As we have noted several times before, Bryan Fischer has an utterly incoherent understanding of the First Amendment, insisting that it only applies to Congress whenever he wants to defend some possible establishment of religion violation but insisting that it applies to everyone when he wants to complain about some possible violation of its free exercise clause.
This basic contradiction popped up once again in his latest column in which he warns that Christians are becoming "the new Dred Scott" due to the recent Supreme Court ruling striking down state gay marriage bans. Citing cases involving Christian bakers who refused to provide wedding cakes to gay customers and the false claim that one of the bakeries had been slapped with a gag order, Fischer claims that their First Amendment rights are being violated (emphasis added):
Readers are by now familiar with Aaron and Melissa Klein, who were fined $135,000 by a bureaucrat (no trial by jury, no judge, no right to confront accusers in open court, etc.) for politely declining to violate their own Christian conscience in the conduct of their business.
To add constitutional insult to constitutional injury, this bureaucrat slapped a gag order on the Kleins so they are not allowed even to talk to anybody about this travesty. Their right to the free exercise of religion, gone. Their right to free speech, gone. Their right to free association, gone.
In other words, this bureaucrat just issued a binding decree that the First Amendment applies to everybody in America except Christians. Christians, according to this man, have no First Amendment rights of any kind.
A baker in Colorado, Jack Phillips, is going to court today for similarly declining to use his expressive gifts to bake a cake which included a message of support for same-sex marriage.

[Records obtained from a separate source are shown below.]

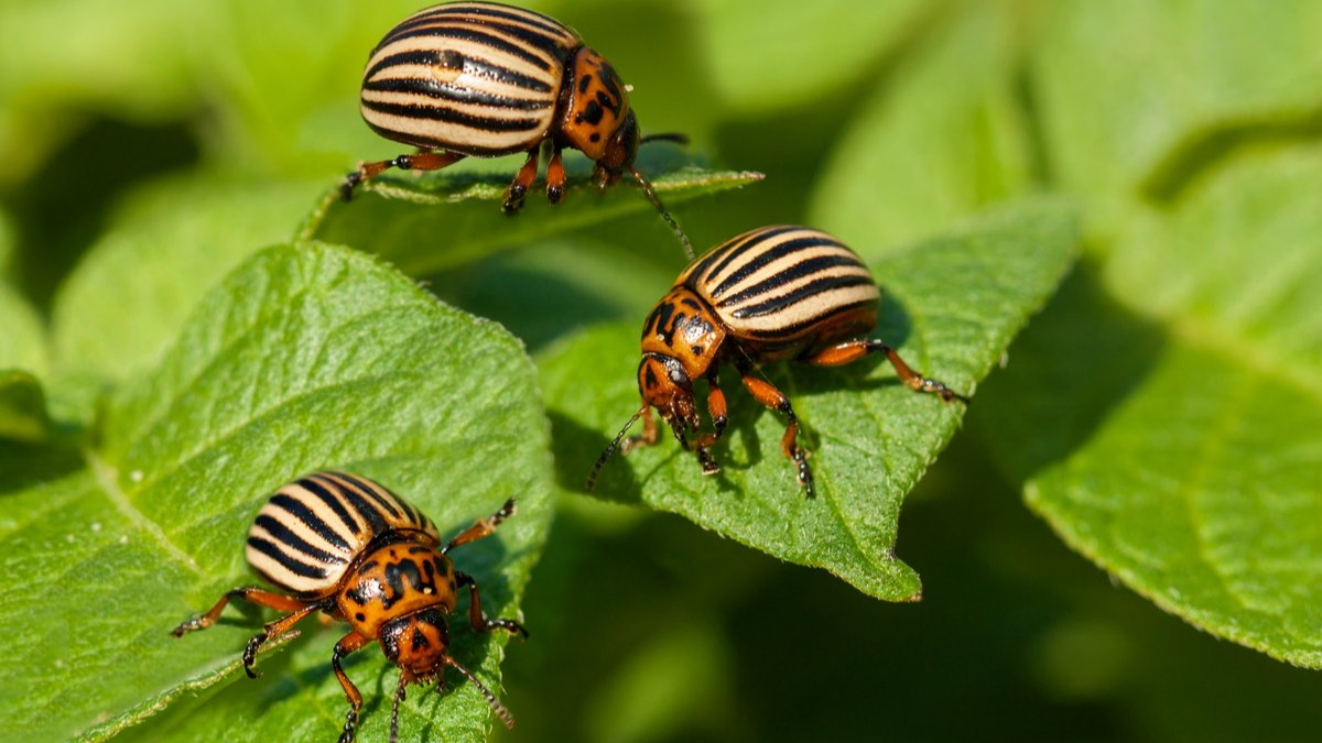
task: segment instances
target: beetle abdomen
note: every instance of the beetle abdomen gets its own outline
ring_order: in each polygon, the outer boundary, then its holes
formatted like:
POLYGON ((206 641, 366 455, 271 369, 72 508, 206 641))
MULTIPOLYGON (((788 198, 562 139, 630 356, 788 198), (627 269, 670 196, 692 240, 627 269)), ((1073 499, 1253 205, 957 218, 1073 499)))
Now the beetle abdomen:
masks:
POLYGON ((362 118, 381 136, 472 156, 522 152, 555 123, 568 26, 492 3, 451 3, 405 19, 368 59, 362 118))
POLYGON ((764 349, 816 348, 866 333, 876 324, 880 299, 853 250, 797 226, 728 239, 698 258, 677 283, 702 296, 730 334, 764 349))
POLYGON ((373 538, 391 530, 440 543, 431 520, 386 488, 366 477, 317 472, 280 488, 262 506, 245 555, 272 584, 320 598, 373 538))

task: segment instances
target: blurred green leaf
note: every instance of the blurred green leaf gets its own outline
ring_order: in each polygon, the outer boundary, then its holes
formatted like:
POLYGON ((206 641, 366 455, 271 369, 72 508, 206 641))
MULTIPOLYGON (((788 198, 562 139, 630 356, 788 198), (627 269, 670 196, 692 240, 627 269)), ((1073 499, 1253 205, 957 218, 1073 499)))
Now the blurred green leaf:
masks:
MULTIPOLYGON (((112 394, 103 424, 83 471, 7 496, 0 568, 59 586, 0 596, 0 631, 13 644, 0 711, 9 735, 98 740, 241 678, 253 619, 227 612, 235 619, 185 640, 169 629, 253 582, 241 557, 249 520, 308 471, 375 477, 446 531, 516 496, 520 514, 496 538, 456 554, 493 616, 517 615, 546 535, 546 424, 518 341, 342 249, 286 246, 246 262, 156 369, 112 394)), ((457 657, 498 687, 502 641, 455 624, 457 657)), ((346 709, 329 672, 333 637, 311 623, 304 633, 316 637, 292 661, 263 658, 268 678, 167 714, 163 730, 173 740, 213 740, 217 730, 333 736, 346 709)), ((382 739, 378 687, 394 674, 382 656, 362 656, 349 668, 373 699, 362 736, 382 739)), ((472 686, 412 697, 401 721, 408 738, 428 728, 485 738, 489 711, 472 686)))
POLYGON ((781 3, 775 12, 752 0, 694 4, 711 81, 727 107, 747 114, 793 106, 866 77, 921 8, 914 0, 781 3))
MULTIPOLYGON (((870 259, 890 297, 876 336, 898 344, 915 368, 972 393, 1055 290, 1073 251, 1069 212, 1039 204, 870 259)), ((583 488, 596 455, 637 409, 637 348, 635 325, 608 325, 539 361, 562 485, 583 488)), ((883 364, 767 373, 805 427, 817 498, 804 497, 780 456, 784 422, 759 411, 738 381, 726 382, 731 426, 713 452, 720 476, 705 477, 662 436, 608 463, 596 496, 680 513, 777 558, 825 567, 878 598, 917 599, 917 575, 894 555, 900 504, 954 434, 960 406, 915 395, 883 364)))
POLYGON ((57 295, 56 366, 119 381, 155 365, 198 299, 258 249, 290 239, 321 188, 201 176, 135 193, 57 295))
POLYGON ((859 102, 813 190, 812 223, 896 246, 1026 193, 1018 20, 999 4, 970 7, 859 102))
MULTIPOLYGON (((650 148, 650 149, 654 149, 650 148)), ((761 173, 706 171, 680 167, 672 159, 665 175, 644 160, 640 169, 666 208, 689 198, 717 193, 761 180, 761 173)), ((653 230, 669 233, 665 222, 648 204, 641 190, 628 180, 598 194, 590 180, 590 167, 575 157, 566 163, 570 186, 564 202, 547 206, 539 190, 527 194, 524 210, 509 217, 500 202, 513 171, 494 171, 480 164, 485 175, 426 173, 422 177, 382 176, 368 181, 354 200, 338 200, 338 190, 327 193, 308 217, 303 235, 377 253, 405 272, 426 275, 473 260, 502 247, 546 239, 574 227, 596 225, 624 214, 646 214, 653 230)), ((541 182, 541 181, 539 181, 541 182)), ((639 229, 646 229, 641 219, 639 229)), ((682 225, 682 222, 681 222, 682 225)), ((681 253, 678 241, 676 251, 681 253)))
POLYGON ((1136 214, 1101 272, 1118 303, 1054 308, 988 395, 989 442, 1067 542, 1203 629, 1310 668, 1319 178, 1317 147, 1261 155, 1136 214))
POLYGON ((189 107, 192 5, 126 0, 0 4, 0 184, 29 173, 91 111, 159 122, 189 107), (78 114, 70 115, 71 111, 78 114))
POLYGON ((28 372, 0 370, 0 440, 38 440, 49 428, 41 382, 28 372))
POLYGON ((0 279, 0 369, 44 374, 49 366, 46 329, 22 295, 0 279))
POLYGON ((1054 176, 1092 204, 1096 227, 1122 223, 1137 185, 1170 189, 1231 152, 1192 143, 1317 110, 1319 29, 1310 0, 1052 3, 1032 78, 1054 176), (1170 160, 1177 149, 1202 157, 1170 160))

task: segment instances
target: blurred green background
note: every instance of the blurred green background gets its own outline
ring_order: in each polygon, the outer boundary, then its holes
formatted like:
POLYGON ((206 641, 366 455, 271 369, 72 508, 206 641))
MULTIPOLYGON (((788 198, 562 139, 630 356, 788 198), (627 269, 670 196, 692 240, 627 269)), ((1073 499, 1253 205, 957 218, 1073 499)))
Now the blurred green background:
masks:
MULTIPOLYGON (((357 81, 381 33, 418 7, 0 0, 0 276, 58 328, 111 311, 56 308, 77 293, 79 260, 114 260, 116 241, 149 253, 153 239, 205 242, 190 219, 241 221, 242 239, 217 245, 200 270, 218 275, 287 238, 353 163, 401 151, 358 119, 357 81)), ((1071 442, 1142 375, 1162 344, 1154 317, 1177 301, 1121 286, 1146 270, 1147 256, 1125 250, 1134 221, 1245 157, 1315 161, 1322 131, 1313 3, 535 7, 615 63, 645 131, 687 132, 714 167, 767 175, 674 209, 699 249, 796 221, 902 245, 1002 200, 1073 198, 1084 262, 1021 344, 1050 349, 1069 328, 1046 317, 1084 312, 1097 327, 1079 333, 1133 353, 1101 369, 1103 393, 1079 407, 1051 410, 1077 389, 1038 390, 1044 415, 1075 426, 1071 442)), ((512 173, 517 160, 475 167, 512 173)), ((530 198, 520 219, 545 209, 530 198)), ((646 312, 649 287, 676 272, 673 238, 653 221, 612 219, 422 278, 535 356, 575 329, 566 315, 587 325, 646 312)), ((1149 271, 1146 286, 1174 286, 1169 271, 1149 271)), ((1300 315, 1317 317, 1309 301, 1300 315)), ((1269 358, 1313 364, 1303 341, 1269 358)), ((145 352, 104 350, 127 357, 126 374, 145 352)), ((19 361, 79 373, 70 349, 19 361)), ((980 393, 1010 385, 993 377, 980 393)), ((1163 613, 1029 513, 1023 485, 1059 452, 1007 451, 1013 416, 974 405, 910 498, 898 549, 925 587, 912 606, 677 517, 562 496, 524 606, 533 640, 504 666, 518 727, 497 738, 1315 739, 1315 673, 1163 613)))

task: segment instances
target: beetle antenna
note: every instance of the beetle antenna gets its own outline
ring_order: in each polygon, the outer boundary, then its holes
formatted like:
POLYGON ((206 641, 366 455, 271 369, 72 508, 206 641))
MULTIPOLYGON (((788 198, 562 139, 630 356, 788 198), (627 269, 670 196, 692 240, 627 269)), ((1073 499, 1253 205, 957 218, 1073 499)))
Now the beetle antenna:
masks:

For his effrontery, having the nerve to actually believe the First Amendment applied to him, he too has been fined, ordered to bake cakes that violate his conscience, sent to re-education camp, and ordered to provide quarterly “compliance reports” to show that he is sufficiently servile to the lords of political correctness.
As we have pointed out before, it is Fischer who insists that "violating the First Amendment is something only Congress can do." Needless to say, neither of these cases has anything to do with Congress so, by Fischer's own logic, nobody's First Amendment rights are being violated since that "is something only Congress can do."
How Fischer repeatedly fails to understand the basic fact that he cannot claim that the First Amendment can only be violated by Congress and then turn around and also complain that the First Amendment is being violated by things that are not Congress is beyond comprehension.